Yesterday’s post about the leading Best Actress contenders resulted in a follow-up comment about whether Kids Are All Right costars Annette Bening and Julianne Moore should receive 100% even-steven support from Focus Features, or whether a majority of the energy should be expended in Bening’s favor. Here’s how I explained it:
“People don’t just vote for the performance but also — and perhaps primarily — for the character, and at the end of the day people always feel more empathy and support for the committed-relationship character who gets emotionally betrayed (Bening) rather than the betrayer (Moore). So that favors Bening, and there’s also a little carry-over factor from Bening’s lead performance in Mother and Child. So there you have it.
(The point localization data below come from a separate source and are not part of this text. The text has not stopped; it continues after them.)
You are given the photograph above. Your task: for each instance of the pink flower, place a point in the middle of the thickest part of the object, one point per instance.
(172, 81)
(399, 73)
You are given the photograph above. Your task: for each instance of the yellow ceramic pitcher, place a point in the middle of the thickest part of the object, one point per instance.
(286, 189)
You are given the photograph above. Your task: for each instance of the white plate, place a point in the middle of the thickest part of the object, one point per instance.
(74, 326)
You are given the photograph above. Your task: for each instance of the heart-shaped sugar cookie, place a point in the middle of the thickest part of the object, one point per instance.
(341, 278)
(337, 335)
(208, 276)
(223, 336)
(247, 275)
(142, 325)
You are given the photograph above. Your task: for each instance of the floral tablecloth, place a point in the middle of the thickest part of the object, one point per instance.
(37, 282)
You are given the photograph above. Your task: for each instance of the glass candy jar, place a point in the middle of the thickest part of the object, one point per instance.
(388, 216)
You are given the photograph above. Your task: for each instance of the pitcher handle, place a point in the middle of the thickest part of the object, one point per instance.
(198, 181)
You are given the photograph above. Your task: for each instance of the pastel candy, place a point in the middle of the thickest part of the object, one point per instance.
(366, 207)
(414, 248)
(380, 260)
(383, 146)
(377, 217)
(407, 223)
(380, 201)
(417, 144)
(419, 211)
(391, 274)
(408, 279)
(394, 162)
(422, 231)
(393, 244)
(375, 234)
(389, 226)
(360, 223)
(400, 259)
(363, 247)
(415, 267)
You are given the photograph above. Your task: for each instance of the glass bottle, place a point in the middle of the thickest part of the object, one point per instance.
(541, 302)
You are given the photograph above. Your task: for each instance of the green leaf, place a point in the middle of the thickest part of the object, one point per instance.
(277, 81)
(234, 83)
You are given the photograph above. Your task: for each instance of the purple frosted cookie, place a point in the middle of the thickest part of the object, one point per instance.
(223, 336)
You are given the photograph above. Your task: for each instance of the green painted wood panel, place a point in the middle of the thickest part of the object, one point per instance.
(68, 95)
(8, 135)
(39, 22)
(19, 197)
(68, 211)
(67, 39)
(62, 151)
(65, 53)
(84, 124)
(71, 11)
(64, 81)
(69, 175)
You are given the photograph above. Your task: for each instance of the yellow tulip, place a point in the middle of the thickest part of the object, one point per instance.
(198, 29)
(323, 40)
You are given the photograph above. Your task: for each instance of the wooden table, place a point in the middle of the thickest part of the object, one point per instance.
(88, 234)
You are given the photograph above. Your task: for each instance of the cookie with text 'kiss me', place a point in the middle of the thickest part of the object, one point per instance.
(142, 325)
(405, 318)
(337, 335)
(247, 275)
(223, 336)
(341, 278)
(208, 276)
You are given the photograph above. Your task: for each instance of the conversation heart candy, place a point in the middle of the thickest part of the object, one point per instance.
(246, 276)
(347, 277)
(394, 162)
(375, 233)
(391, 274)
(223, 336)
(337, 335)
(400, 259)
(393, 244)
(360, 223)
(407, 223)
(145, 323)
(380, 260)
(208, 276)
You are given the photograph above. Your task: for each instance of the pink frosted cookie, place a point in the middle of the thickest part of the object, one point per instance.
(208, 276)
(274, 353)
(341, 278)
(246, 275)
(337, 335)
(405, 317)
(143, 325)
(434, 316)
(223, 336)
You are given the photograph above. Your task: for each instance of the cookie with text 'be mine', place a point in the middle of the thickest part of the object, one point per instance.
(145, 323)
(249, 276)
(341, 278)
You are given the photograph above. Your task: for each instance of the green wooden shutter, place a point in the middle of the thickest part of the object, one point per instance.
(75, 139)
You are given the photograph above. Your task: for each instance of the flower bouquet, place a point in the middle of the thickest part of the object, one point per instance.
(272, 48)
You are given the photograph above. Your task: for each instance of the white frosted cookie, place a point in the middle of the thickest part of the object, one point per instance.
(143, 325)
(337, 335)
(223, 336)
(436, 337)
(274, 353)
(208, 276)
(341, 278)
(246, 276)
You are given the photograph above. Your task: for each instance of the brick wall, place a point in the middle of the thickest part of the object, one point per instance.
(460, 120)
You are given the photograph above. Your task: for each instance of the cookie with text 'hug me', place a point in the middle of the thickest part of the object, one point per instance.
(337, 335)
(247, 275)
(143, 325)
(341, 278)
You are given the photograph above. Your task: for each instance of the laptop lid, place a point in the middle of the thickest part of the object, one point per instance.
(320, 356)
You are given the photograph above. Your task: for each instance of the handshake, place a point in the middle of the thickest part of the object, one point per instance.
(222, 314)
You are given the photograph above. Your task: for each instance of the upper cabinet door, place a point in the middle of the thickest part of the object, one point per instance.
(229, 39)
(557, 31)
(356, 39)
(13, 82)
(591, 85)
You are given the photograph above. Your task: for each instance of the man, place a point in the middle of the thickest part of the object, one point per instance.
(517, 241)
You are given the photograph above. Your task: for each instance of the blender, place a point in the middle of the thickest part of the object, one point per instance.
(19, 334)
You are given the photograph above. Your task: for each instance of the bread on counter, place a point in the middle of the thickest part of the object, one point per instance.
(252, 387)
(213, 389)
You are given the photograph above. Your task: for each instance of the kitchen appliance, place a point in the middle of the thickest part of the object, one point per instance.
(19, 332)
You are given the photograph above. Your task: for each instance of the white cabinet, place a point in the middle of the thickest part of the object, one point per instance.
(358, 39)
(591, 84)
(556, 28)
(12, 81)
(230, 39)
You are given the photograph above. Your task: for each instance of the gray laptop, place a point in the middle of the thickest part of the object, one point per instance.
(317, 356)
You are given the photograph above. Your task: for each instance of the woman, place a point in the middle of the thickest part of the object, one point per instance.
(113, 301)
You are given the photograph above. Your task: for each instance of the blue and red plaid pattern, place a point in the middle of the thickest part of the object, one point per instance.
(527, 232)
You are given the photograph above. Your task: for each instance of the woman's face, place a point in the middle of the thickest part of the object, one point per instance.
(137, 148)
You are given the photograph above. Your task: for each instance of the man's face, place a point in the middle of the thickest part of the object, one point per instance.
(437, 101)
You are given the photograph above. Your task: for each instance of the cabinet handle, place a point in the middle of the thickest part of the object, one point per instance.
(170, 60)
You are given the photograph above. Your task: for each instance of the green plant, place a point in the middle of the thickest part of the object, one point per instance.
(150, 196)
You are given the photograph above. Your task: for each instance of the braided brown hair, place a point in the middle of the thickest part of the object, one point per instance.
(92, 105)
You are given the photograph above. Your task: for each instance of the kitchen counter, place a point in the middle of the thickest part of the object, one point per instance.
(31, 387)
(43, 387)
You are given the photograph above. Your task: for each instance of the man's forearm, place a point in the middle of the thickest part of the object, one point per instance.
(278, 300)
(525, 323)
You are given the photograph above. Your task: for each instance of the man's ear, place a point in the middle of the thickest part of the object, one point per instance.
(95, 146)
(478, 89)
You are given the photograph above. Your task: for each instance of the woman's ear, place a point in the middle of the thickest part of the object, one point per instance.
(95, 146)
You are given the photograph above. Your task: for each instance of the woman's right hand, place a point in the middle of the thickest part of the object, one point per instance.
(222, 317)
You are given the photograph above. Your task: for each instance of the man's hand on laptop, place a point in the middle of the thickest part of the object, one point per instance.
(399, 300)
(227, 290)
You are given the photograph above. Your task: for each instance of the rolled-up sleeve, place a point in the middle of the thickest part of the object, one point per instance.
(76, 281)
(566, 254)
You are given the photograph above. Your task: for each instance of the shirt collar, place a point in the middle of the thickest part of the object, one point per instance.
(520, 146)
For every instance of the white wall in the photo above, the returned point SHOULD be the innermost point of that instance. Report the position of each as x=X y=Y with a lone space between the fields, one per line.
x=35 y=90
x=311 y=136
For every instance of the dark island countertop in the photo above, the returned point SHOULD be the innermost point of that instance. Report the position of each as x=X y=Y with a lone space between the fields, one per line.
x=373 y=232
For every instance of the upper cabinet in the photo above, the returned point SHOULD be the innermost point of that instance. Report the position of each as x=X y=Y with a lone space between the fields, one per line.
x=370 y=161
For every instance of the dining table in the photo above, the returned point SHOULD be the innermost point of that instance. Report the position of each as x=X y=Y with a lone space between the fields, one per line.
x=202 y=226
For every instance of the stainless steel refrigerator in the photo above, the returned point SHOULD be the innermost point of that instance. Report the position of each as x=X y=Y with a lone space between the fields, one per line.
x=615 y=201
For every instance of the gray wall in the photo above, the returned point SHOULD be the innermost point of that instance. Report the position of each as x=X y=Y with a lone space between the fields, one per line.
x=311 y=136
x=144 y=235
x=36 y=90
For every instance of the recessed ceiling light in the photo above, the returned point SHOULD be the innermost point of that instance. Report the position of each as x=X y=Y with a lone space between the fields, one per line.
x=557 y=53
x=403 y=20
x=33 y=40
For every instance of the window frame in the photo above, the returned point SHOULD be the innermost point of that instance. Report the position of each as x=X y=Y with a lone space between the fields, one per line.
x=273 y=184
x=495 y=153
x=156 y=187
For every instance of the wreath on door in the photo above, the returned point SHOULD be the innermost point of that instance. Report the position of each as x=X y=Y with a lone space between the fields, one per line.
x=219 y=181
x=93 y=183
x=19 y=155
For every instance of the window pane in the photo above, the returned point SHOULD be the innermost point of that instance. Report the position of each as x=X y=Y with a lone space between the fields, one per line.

“Trying to wangle two Best Actress nominees from the same film is simply too much to reasonably expect this year. It’s too much of a feat. There are too many other strong contenders. You have to get real, and Focus knows that. So while the official position is one of equality and “we love them both”, the political hints and whispers say otherwise.
“You have to be hard. You have to be cruel. You have to be unfair by choosing one and cutting the other loose. It’s like being in charge of an over-crowded lifeboat and choosing which people have to go over the side. (I’m referring to a 1957 Tyrone Power film called Abandon Ship.) It’s a terrible choice to make, it’s Sophie’s Choice, but you have to do it. And in their own delicate, hard-to-spot way, I think the Focus Features guys have made their choice.
“Julianne Moore may have gone to the 2010 Berlin Film Festival to accept honors for The Kids Are All Right and is doing the London Film Festival this year, but as far as this fall’s awards race is concerned my sense of the situation is that she’s sorta kinda been handed a life jacket and told “we really love you and no offense, but you’re going to have to do for yourself as best you can.”